ER

Season 13 Episode 12

Breach of Trust

Breach of Trust is curated around Medication Side-Effect Death From Clinic Care; Budget Cuts and Attending Coverage.

Air date: Jan 4, 2007

diagnostic realism

3.8/5

overall

3.8/5

procedure realism

3.7/5

workflow realism

3.9/5

Medical Cases in This Episode

These are the patient stories worth unpacking. Open any case for the real-world medicine, what the episode shows, what it leaves out, and source-backed context.

2 cases identified

Case 1

Breach of Trust: Medication Side-Effect Death From Clinic Care

Medication adverse events require prescribing review, monitoring, disclosure, and reporting when serious harm occurs.

Episode shows
A patient dies from side effects of medication received at the clinic.
Clinical takeaway
Medication adverse events require prescribing review, monitoring, disclosure, and reporting when serious harm occurs.
Accuracy 3.8/5medication-side-effect-death-clinicemergency-medicinepatient-safety

Case 2

Breach of Trust: Budget Cuts and Attending Coverage

Reducing attending coverage can affect supervision, throughput, patient safety, and staff moral distress.

Episode shows
Budget cuts force Luka to eliminate an attending position.
Clinical takeaway
Reducing attending coverage can affect supervision, throughput, patient safety, and staff moral distress.
Accuracy 3.7/5budget-cuts-attending-coverageemergency-medicinepatient-safety

Episode Summary

Budget cuts force Luka to eliminate an attending position, and Pratt's community clinic patient dies from medication side effects.

Differential Diagnosis and Testing Logic

Breach of Trust: Medication Side-Effect Death From Clinic Care: A real team would stabilize urgent problems, verify patient identity, review history and exposures, use targeted testing, involve specialists when needed, document decisions, and reassess when new risk appears. The available summary does not support adding unshown vital signs, lab values, medication doses, imaging findings, timestamps, or outcomes.

Breach of Trust: Budget Cuts and Attending Coverage: A real team would stabilize urgent problems, verify patient identity, review history and exposures, use targeted testing, involve specialists when needed, document decisions, and reassess when new risk appears. The available summary does not support adding unshown vital signs, lab values, medication doses, imaging findings, timestamps, or outcomes.

Medical Accuracy Review

Breach of Trust: Medication Side-Effect Death From Clinic Care: The episode summary supports this as a concrete medical, safety, diagnostic, or care-pathway thread. The summary does not support adding unshown vital signs, medication doses, test values, exact procedure timing, consent dialogue, or outcomes.

Breach of Trust: Budget Cuts and Attending Coverage: The episode summary supports this as a concrete medical, safety, diagnostic, or care-pathway thread.
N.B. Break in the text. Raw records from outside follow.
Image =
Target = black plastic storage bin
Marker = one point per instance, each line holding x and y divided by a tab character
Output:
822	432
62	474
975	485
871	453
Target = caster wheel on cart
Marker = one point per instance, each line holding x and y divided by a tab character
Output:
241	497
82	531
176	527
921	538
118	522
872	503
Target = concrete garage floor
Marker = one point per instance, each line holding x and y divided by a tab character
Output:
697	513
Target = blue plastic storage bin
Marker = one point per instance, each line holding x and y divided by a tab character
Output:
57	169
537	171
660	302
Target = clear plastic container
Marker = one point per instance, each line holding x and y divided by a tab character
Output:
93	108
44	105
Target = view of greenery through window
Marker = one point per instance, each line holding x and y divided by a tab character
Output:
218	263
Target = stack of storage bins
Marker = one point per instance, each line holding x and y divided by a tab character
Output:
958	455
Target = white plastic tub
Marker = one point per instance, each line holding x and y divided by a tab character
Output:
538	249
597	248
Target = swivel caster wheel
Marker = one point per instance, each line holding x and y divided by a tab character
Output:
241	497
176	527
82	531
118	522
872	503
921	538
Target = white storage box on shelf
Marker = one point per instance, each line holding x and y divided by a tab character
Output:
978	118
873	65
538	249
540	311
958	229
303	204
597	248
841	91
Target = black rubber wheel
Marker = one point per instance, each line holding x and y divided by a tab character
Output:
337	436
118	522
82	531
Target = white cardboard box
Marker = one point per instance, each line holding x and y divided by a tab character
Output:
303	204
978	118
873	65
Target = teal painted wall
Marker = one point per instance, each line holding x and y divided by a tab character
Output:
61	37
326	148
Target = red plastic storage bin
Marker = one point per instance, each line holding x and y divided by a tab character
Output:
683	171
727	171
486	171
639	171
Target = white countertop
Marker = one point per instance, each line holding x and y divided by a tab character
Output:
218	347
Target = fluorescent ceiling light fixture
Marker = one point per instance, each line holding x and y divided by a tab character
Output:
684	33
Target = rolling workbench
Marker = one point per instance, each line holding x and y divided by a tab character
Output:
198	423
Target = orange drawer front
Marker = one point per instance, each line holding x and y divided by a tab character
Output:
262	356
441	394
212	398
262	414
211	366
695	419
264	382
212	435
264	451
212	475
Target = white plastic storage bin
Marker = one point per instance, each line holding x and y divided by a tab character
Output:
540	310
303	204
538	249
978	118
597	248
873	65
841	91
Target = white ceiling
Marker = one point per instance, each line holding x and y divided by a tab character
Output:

The summary does not support adding unshown vital signs, medication doses, test values, exact procedure timing, consent dialogue, or outcomes.

Sources and Further Reading

Episode evidence: iDRief catalog page, TVmaze - ER 13x12 Breach of Trust. Medical context appears on linked case/topic records with trusted patient, public-health, clinical, ethics, toxicology, emergency-care, oncology, obstetric, pediatric, and behavioral-health sources.

Educational Disclaimer

This page is for general education and TV medical analysis only. It is not medical advice, diagnosis, or treatment guidance. iDRief is independent and is not affiliated with any network, studio, streaming service, hospital, medical school, or rights holder.